Grace Sihombing and Claire Jiao – Indonesia's central bank delivered a bigger-than-expected interest rate hike to cool inflation that it now expects to surpass 6% this year amid a weakening rupiah.

Bank Indonesia raised the seven-day reverse repurchase rate by 50 basis points to 4.25% on Thursday, a move seen by only 7 of 37 economists, most of whom predicted a 25-basis point hike. Last month, Governor Perry Warjiyo also surprised with a quarter-point hike when he was expected to hold.

"The decision to increase interest rates is a front loaded, pre-emptive, and forward looking step to lower inflation expectations and ensure core inflation returns to the target of 2%-4% in the second half of 2023, as well as to strengthen the rupiah stabilization policy," Warjiyo said.

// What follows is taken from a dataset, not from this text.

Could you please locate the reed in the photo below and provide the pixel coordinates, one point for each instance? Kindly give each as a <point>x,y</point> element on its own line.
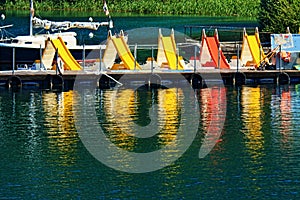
<point>247,8</point>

A half-point increase would enable policy makers to bring core inflation that's expected to peak at 4.6% at year-end to ease below 4% by the third quarter of 2023, Warjiyo said at the briefing. Headline inflation is seen to peak above 6% by end-2022 from 4.69% in August, reflecting the impact of the recent fuel price increase, he said.

Bank Indonesia's most aggressive rate hike since mid-2018 came as the rupiah weakened past 15,000 per dollar after the Federal Reserve's hike and hawkish signal. Although relatively resilient compared to peers, Indonesia's currency weakness increases the risk of imported inflation at a time when prices are already under pressure from the government's move to wind down some fuel subsidies.

No aggressive hikes

Governor Warjiyo remains sanguine, noting that the government can help forestall second-round effects. "Our inflation can also be controlled relative to other countries," he said. "More aggressive rate hikes are not needed in Indonesia."

Expectations for economic growth to come in at the higher end of a 4.5%-5.3% forecast range allows the central bank room to focus on controlling inflation, which analysts see crossing 7% level in the coming months following the fuel price hike.

Warjiyo reiterated that BI will stabilize the rupiah in line with fundamentals. The currency has lost about 5% against the dollar this year, making it one of the better performers in Asia where the South Korean won and Japanese yen have notched up losses of exceeding 15%.

While strong commodity exports have lent support to the rupiah, a weakening global demand could narrow the current-account surplus and add to the currency's vulnerability.